I first encountered subsidiarity through Catholic social teaching, where it has been a core principle for nearly a century. But the idea has broader reach. It’s written into the EU treaties as the principle governing which decisions belong at the European level versus with member states. It shows up anywhere an organization wrestles with the question of what to centralize and what to leave local.
It should drive how enterprise architecture teams operate.
The Temptation of Two Extremes
Most EA teams fall into one of two failure modes. The first is over-centralization: detailed standards for everything, review boards that become bottlenecks, mandates that ignore the reality of what teams actually need. The architect becomes a gatekeeper, and teams learn to route around the architecture function entirely.
The second is abdication: the architecture team publishes a few reference documents, runs a quarterly review, and otherwise stays out of the way. Teams make all their own decisions. Some make great ones. Others make choices that create security exposure, operational fragility, or vendor lock-in that won’t surface for years.
Subsidiarity rejects both extremes. The answer isn’t “center decides” or “teams decide.” It’s both levels collaborating to decide what each is positioned to decide well.
What Belongs at the Center
Some decisions genuinely belong with the architecture team. Language and runtime versions are a good example: mandating that teams use languages generally supported by the organization, and that the versions running are actively receiving security patches is a legitimate central concern. So is selecting supported frameworks to ensure fungibility, so that engineers can move between teams without learning an entirely new stack. API design standards, security baselines, and CI/CD pipeline requirements all belong here too.

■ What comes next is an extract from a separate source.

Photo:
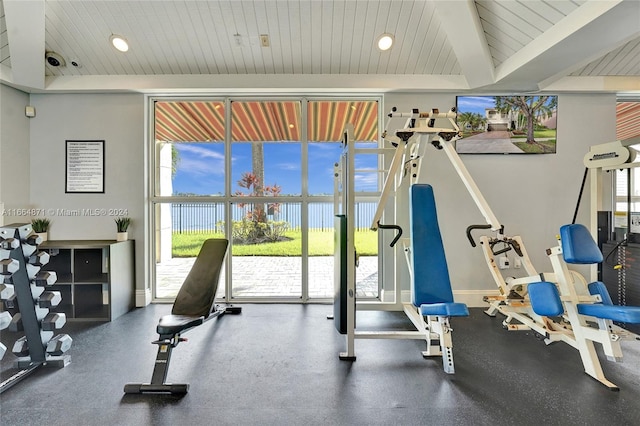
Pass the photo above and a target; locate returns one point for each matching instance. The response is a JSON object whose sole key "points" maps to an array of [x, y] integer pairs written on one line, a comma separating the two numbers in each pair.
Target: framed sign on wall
{"points": [[84, 166]]}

These are organization-wide concerns: security posture, talent mobility, operational consistency. The architecture team is positioned to guide these decisions because they require an enterprise-wide view that no single team has.
What Belongs with the Team
Engineering teams know their domain. They know their codebase conventions, their test strategy, their legacy constraints. The architecture team doesn’t have that context at the level of specificity required to make good decisions, and shouldn’t pretend to.
When centralized authority takes on decisions it isn’t positioned to make well, the result isn’t order. It’s dysfunction wearing a governance badge.
A Concrete Example: AI Agent Harnesses
An area where I’ve been thinking a lot about central versus distributed control is in the AI development harnesses every organization needs to be creating right now. Tools like Claude Code, GitHub Copilot, and Cursor all support configuration that shapes how AI agents work within your codebase. In all the demos, it’s usually files in your local repository, which is a really fast way for teams to get started, but it defers all of the decisions to the local team, and misses an opportunity to centralize some things that should be centralized.
The answer should be a layered framework, and we need to create it. In this ideal harness, the architecture team would manage a base layer containing universal standards: security rules every agent must follow, approved runtimes, supported frameworks, API conventions, minimum testing requirements. This base layer would be part of every team’s harness. It is not optional.
The team owns the second layer: domain-specific agent definitions, codebase conventions, test structure, the skills and patterns their agents need. The team knows these things because they live in this code every day.
Universal standards are part of everyone’s work. Local expertise makes each harness effective.
The Architect’s Real Job
Subsidiarity redefines the architect’s role. Not gatekeeper. Not absentee. The job is to own what’s genuinely universal, make teams capable of owning everything else, and have the discipline to know which is which.
That’s harder than writing standards. It requires judgment about where the center’s responsibility ends and the team’s begins. But the best governance isn’t the governance that controls the most. It’s the governance that puts each decision where it will be made best.
The views expressed here are my own and do not represent the views of my employer.